Released October 3, 1992

I’m not sure I ever watched the first episode before this. If you haven’t seen the first episode, you might not know how the series connects to the movie(s) of the same name. I certainly hadn’t. Did Connor MacLeod become Duncan MacLeod?! NOPE! Of course not. I mean, they had to slightly retcon the end of the first movie, and completely ignore the second movie. There is no Highlander II: the Quickening. There is no planet Zeist. And this is a good thing. But neither here nor there, the first episode of the series is quite enjoyable. Very 90s. But it introduces our 3 main characters, and connects the series to the movie.

Duncan MacLeod, played by Adrian Paul, is getting it on with Tessa Noel, played by Alexandra Vandermoot (really, that’s how the episode starts), when a thief/burglar Richie Ryan, played by Stan Kirsch, breaks into their “store”. Duncan feels something is amiss and puts on pants and grabs a sword. He then surprises Richie and then in quick succession we meet Slan Quince, played by Richard Moll, and Connor MacLeod, played by Christopher Lambert. And the series is off and running.

Okay, more like sashaying. There is nothing pushing the episode forward, it really just seems to saunter from plot point to plot point. Not that it’s a bad thing. It felt like all of the relevant information has room to breathe. Slan Quince is a “villian of the week” Evil Immortal whose job is to threaten the people Duncan loves to get him back into the game and fighting other immortals. He’s like a diet Kurgan, kinda menacing, but doesn’t get to go too far with his depravity. And while Richard Moll did good, and has a bunch of credits in other tv series (Bull from Night Court?!), he isn’t quite Clancy Brown. But really, he’s there to get Connor to convince Duncan to get back to fighting.

By the way, they’re clansmen about 60-ish years apart. Connor taught Duncan the rules of the game, like he was taught by another. Duncan and Connor spar with swords a few times. Richie watches them. Duncan tries to get Tessa to leave “for her own safety”. etc etc. By the end Slan is dead; Connor advises Duncan to watch Richie and Tessa reunites with Duncan; and Connor leaves to go fight other Evil Immortals.

I’m trying not to just summarize everything that happened in the episode, but this first episode had a bunch of important stuff going on. It’s setting up the characters, the setting, and the framework for an entire series based off of most of one movie and ignoring an entire other movie that shares its name. Duncan is tall, dark, handsome, and mysterious. Tessa is artistic, hot, and has a distractingly cute French accent. Richie has boyish charms and a myschevious nature. And Connor is gritty, dispenses plot, and chuckles his Christopher Lambert chuckle, then departs the series completely.

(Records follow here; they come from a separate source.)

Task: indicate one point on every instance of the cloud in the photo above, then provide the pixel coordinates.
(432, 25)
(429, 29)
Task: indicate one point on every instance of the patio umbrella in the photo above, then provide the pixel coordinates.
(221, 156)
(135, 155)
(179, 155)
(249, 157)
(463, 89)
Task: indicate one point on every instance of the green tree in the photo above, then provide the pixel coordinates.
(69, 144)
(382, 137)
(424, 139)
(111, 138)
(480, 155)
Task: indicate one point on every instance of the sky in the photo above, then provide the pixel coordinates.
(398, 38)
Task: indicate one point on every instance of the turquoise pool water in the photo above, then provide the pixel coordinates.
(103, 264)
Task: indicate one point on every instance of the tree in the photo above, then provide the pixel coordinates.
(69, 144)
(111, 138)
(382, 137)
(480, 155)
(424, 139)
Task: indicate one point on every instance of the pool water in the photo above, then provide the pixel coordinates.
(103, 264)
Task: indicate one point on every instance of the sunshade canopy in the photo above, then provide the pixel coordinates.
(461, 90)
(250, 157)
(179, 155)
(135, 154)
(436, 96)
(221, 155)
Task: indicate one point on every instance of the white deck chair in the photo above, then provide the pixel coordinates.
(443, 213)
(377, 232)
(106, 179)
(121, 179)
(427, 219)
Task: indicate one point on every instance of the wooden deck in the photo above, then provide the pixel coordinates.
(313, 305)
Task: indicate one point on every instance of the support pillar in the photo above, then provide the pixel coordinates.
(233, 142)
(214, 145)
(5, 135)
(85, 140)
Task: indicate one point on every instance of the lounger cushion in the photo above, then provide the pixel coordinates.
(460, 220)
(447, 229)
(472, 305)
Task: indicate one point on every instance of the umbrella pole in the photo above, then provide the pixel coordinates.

The sword fights were campy and fun and appropriate for the story beats they took place in. There were flash-backs to establish history between Duncan and Connor, something that became a mainstay of the series. The least plausible thing to happen was snaring Richie into sticking around. I give it an A. It was a good episode and a great first establishing episode for the series.

Episode 2 – Family Tree

Released October 10, 1992

If I could describe this episode succinctly, it would be a 90s tv series “Found Family” special mixed with a villain of the week. The episode quickly establishes the bad guys and their motivations (money), and Richie is the patsy that drives the plot forward by searching for his parents. He gets conned in that “I want to believe this conman is my father” kind of way while Duncan is trying to protect him and warn him that he’s being dumb. Tessa is supportive of Richie and reminds Duncan that not everyone has been looking over their shoulder for 400 years, so stop being so cynical. And Duncan gets to empathize with losing his family after he came back from being dead, and gets to be a badass when he confronts the loan sharks the conman owes money to.

I’m being pretty brief with this episode because it really has no lasting effect on the series. It’s a pretty standard world-building kind of episode. The stakes aren’t high, or at least they don’t feel like they mean anything, but it helps to build out the dynamic of our main characters. The villain of the week is hardly menacing, except for the few moments that they are, which quickly get defused by Duncan. Overall, a pretty “meh” episode. I give it a C. Nothing bad, but nothing noteworthy.